Lands on HBO Max January 31.

The Giggle: Pete Can’t Play Basketball

Actor/writer Nick Borenstein returns with his latest short film about an unathletic gay man trapped in an office full of sports lovers. In the mini-movie, Borenstein plays the aforementioned Pete, a man who suspects his antipathy toward sports—basketball in particular—has actually hurt his career, not to mention his dating life. With an adorkable charm, Borenstein channels how so many of us feel when it comes to sports, and the unintended loneliness that comes along with it. Hardly groundbreaking but always entertaining, we recommend giving it a watch sometime before the socially-distant Superbowl parties next weekend. The Superbowl is for basketball, right?

Streams on Vimeo.

The NSFW: F*ck Buddy

Canadian director Daniel Sterlin-Altman returns this week with his latest cinematic meditation. Less a short film than a visual poem (it runs only about a minute and a half), Sterlin-Altman explores gay sex in the time of COVID through stop motion animation, and some very creative use of carrots. Though he eschews nudity, Sterlin-Altman manages to create an erotic atmosphere of lust and yearning. We recommend the film for a little mediation of your own…with or without some nearby vegetation.

Streams on Vimeo.

The Jam: Years & Years “It’s A Sin”

With Russell T. Davies’ new series It’s a Sin debuting to rave reviews in Europe (it arrives stateside on HBO next month—don’t worry, we’re on it), we offer up this new cover version of the Pet Shop Boys’ classic pop tune. Years and Years reinvents the song as a classical ballad rather than a defiant electronic pop jam, which gives it a new level of poignancy. As lead singer Olly Alexander (who also stars in the show) croons out the lyrics, he sounds as though he’s singing a beautiful eulogy to those that fell victim to AIDS. Given that a new video for the tune—comprised of footage from the upcoming show—dropped this week, we think it’s high time to give it a listen.

Streams on YouTube.

The Two Hander: Peppermint & Laith Ashley “Every Morning”

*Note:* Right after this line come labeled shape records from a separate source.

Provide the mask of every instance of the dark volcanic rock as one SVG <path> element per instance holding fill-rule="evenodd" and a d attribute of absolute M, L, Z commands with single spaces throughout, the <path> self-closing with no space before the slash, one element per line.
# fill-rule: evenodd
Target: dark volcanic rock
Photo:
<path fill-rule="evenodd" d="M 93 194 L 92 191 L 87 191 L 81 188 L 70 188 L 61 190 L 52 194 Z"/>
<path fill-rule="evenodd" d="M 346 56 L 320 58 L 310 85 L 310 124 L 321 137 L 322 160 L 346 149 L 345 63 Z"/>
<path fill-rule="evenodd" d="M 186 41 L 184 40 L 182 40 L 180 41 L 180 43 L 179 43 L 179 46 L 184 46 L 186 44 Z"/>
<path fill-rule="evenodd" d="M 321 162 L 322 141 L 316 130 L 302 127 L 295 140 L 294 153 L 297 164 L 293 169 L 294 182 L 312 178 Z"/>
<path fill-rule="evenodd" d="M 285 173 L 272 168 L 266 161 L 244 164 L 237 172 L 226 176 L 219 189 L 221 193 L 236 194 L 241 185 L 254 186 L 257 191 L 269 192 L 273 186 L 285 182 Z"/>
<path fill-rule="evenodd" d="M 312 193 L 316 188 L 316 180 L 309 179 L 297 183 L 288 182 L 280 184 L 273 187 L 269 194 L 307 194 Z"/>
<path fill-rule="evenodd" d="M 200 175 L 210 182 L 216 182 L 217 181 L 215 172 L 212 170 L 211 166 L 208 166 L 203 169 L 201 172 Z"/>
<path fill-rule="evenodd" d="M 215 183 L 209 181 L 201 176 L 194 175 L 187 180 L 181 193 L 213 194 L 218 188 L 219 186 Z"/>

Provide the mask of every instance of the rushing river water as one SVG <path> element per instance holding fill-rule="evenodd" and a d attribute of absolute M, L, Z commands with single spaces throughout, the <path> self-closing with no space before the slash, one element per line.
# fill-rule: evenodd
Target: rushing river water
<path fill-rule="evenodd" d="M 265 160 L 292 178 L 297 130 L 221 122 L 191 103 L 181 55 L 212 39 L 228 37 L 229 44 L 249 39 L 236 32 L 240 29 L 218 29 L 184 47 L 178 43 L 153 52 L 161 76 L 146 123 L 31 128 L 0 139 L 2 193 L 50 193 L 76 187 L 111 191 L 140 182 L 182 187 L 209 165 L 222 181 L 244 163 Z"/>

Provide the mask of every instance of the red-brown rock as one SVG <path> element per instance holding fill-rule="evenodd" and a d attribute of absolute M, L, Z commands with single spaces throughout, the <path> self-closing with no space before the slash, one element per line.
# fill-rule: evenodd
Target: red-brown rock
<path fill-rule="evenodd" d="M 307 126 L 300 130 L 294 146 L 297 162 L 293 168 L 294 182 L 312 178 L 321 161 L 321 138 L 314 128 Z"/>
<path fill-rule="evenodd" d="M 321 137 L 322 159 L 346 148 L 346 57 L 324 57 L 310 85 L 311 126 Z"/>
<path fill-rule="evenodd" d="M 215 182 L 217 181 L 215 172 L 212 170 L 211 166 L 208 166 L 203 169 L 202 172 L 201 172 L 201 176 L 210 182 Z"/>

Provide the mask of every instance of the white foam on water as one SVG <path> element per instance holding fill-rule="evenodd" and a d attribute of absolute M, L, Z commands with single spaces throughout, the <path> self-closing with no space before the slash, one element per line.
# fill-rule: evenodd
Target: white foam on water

Drag Race alum Peppermint continues her evolution as a recording artist, this time with a bit of help from queer model Laith Ashley. Every Morning channels the sound of early Cyndi Lauper with a dash of hair metal into a latter-day power ballad about waking up in love and hoping for a future together. The accompanying video—obviously made on the cheap, but still very stylish—gives Peppermint an opportunity to show off her warm charisma and Ashley to feature his vocal gifts. It’s a beautiful love letter to being in love, featuring two beautiful queer artists. That’s good enough for us.

Streams on YouTube.

The Sip: The Pet Shop Boys

In honor of Years & Years covering one of our favorite New Wave pop groups, we offer up this week’s sippage: the Pet Shop Boys. Combining Red Bull with liquor is always a risky proposition, so use caution when imbibing this one. Sweet, sour and smoky, it’ll have you ready to commit a few sins of your own…in the best possible way.

  • 8 oz. Red Bull
  • 8 oz. lime juice
  • 4 oz. Hennessy

Mix ingredients over ice in a cocktail glass. Stir well. Optional: add a cherry as a garnish.